TL;DR: If your iMessage agent marks its own sends with a zero-width joiner (U+200D) and uses
str.isprintable()to walk decodedattributedBodyblobs — those two choices cancel each other out. The fix is a one-line whitelist. The lesson is deeper than that.
The Setup
I built a Python poller that reads ~/Library/Messages/chat.db (Apple's iMessage database) and lets Apollo — my AI agent — send and receive iMessages autonomously.
One design decision felt really clever at the time: prefix every outbound message Apollo sends with a zero-width joiner (U+200D, ZWJ). Invisible to any human reading it. And the poller could check for it and skip the message — because that row came from Apollo, not a real human. Clean, simple self-filtering.
I was proud of that.
The Wall
Apollo started looping.
Every message it sent, it replied to. Then replied to that reply. Then replied to THAT reply. I killed the process and sat there staring at my phone.
The incoming message thread looked completely normal. But internally, the bridge was losing its mind.
What I Tried (That Didn't Work)
On macOS Ventura+, message.text is often NULL. The real content lives in message.attributedBody — an NSArchiver typedstream blob (a legacy binary serialization format Apple has used for decades) that you have to decode yourself.
My decoder found the NSString marker in the blob, skipped the 5-byte typedstream header, read the length byte, then walked forward consuming UTF-8 characters until it hit a non-printable codepoint. Standard practice. Stop at the junk.
I patched the main decoder path. Still looped.
Turns out there's also a fallback path — when the precise header scan fails, the decoder scans for the longest printable run in the whole blob. That path had the exact same isprintable() check. Same bug, different branch. I patched one and left the other live.
The Fix That Actually Worked
Here's the thing about U+200D:
'\u200d'.isprintable() # → False
Python's str.isprintable() returns False for ZWJ. It's Unicode category Cf — a "Format" character, not a printable one. So every time the decoder hit the ZWJ prefix on Apollo's own messages, it broke immediately, returned an empty body, and the fallback grabbed the next printable run from the typedstream metadata — something like _kIMMessagePartAttributeName. The ZWJ was gone. The self-filter couldn't see it. Apollo replied to its own message. Again. And again.
The fix was two lines — explicitly whitelisting \u200d in the printable check, in both the header-scan path and the fallback path:
def is_body_char(c):
return c.isprintable() or c == '\u200d'
And a regression test: round-trip a ZWJ-prefixed payload through the full decoder and assert the ZWJ survives.
Why This Matters to Me
The marker only works if every layer that touches the data knows about it.

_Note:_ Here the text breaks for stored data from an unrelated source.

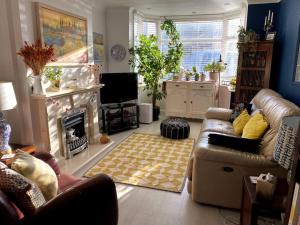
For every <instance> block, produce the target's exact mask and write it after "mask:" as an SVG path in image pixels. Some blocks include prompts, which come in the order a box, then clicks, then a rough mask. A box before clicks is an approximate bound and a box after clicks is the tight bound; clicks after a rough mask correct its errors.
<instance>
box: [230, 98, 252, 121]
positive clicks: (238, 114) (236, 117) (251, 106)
mask: <svg viewBox="0 0 300 225" xmlns="http://www.w3.org/2000/svg"><path fill="white" fill-rule="evenodd" d="M244 109H246V110H247V112H248V114H251V112H252V104H248V103H240V104H237V105H236V106H235V107H234V110H233V111H232V114H231V116H230V118H229V122H231V123H232V122H233V121H234V120H235V119H236V118H237V117H238V116H239V115H240V114H241V113H242V112H243V110H244Z"/></svg>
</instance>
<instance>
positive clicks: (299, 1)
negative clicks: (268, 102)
mask: <svg viewBox="0 0 300 225" xmlns="http://www.w3.org/2000/svg"><path fill="white" fill-rule="evenodd" d="M269 9H270V10H272V11H273V12H274V14H275V16H274V17H275V18H274V25H275V26H274V30H275V31H277V37H276V41H275V46H274V55H273V66H272V77H273V78H274V79H273V80H271V82H272V83H271V88H273V89H275V90H276V91H278V92H279V93H280V94H281V95H283V96H284V97H285V98H287V99H289V100H290V101H292V102H294V103H296V104H297V105H299V106H300V83H296V82H294V81H293V80H294V73H295V68H296V55H297V52H298V38H299V21H300V0H282V1H281V2H280V3H272V4H256V5H249V7H248V18H247V29H253V30H254V31H255V32H257V33H258V34H260V35H261V38H263V37H264V31H263V24H264V17H265V16H266V15H267V13H268V11H269Z"/></svg>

I designed the ZWJ self-filter, wired it into the poller, and shipped it — without thinking through whether the decoder below it would preserve the marker at all. It didn't. And it failed silently: no exception, no empty string, no obvious error. Just the fallback picking a plausible-looking string and carrying on like nothing was wrong.
If you're building any system where an invisible control character has semantic meaning — test that it survives the full decode pipeline. "Printable" filters eat format characters. That's what they're designed to do.
P.S. All the raw chat.db knowledge — the epoch offset, the WAL read-only mode, the
attributedBodyheader format — came from a Swift/SwiftUI iMessage triage client I built (a sibling project). Build the reference layer once; it pays dividends across every tool you build on top of the same data.